If one bought 1000 Ericsson shares, it would cost SEK 55,000.

If instead, one bought 10 call options and paid 3.75x1000 = SEK


3750, he would have the right to buy 1000 shares at E = 60, on
October 19.

Assume on Oct. 19 the following prices: (i) SEK50, (ii) SEK70

(i) The buyer does not exercise the call option, since 50 < 60. He loses
SEK3750, that seller earns (the premium he received in August).

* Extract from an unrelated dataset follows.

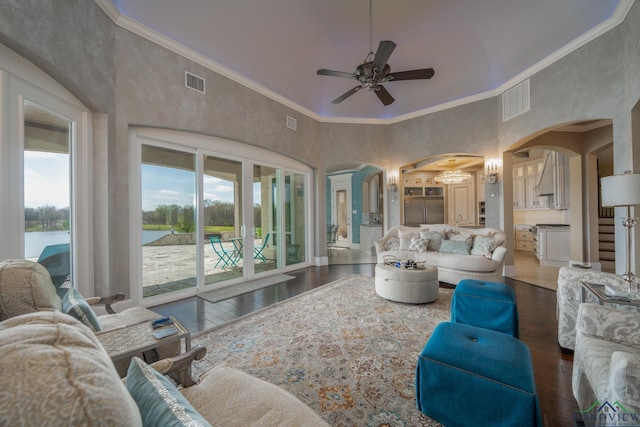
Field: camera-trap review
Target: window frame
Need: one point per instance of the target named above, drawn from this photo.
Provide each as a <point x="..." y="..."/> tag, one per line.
<point x="38" y="88"/>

(ii) The buyer will exercise the call option. He has the right to buy
Ericsson at the price 60, but the option is worth 70 – 60 = 10. He
earns net (70 - 60)x1000 - 3750 = SEK6250. The seller loses that
amount, because he received in August 3750, but he sells the shares
now at 60 despite the fact that their price is 70 (i.e. he buys them at 70
and sells them at 60, so he loses 3750 – 10,000 = SEK6250).

Put options

Assume the X-investor had 1000 Ericsson shares and wanted to hold
them. Assume that he was interested in securing their value at the
lowest, at SEK 50 000.

If she bought 10 put options at E = 50, for 3.20x1000 = SEK3200, she


was entirely insured.

Assume on Oct. 19 the following prices1: (ii) SEK70, (iii) SEK45

(ii) The buyer does not exercise the put option, because 70 > 50 (she
can sell her shares if she likes at 70). She loses SEK3200 (i.e. the put
premium), which the seller of put option received in August.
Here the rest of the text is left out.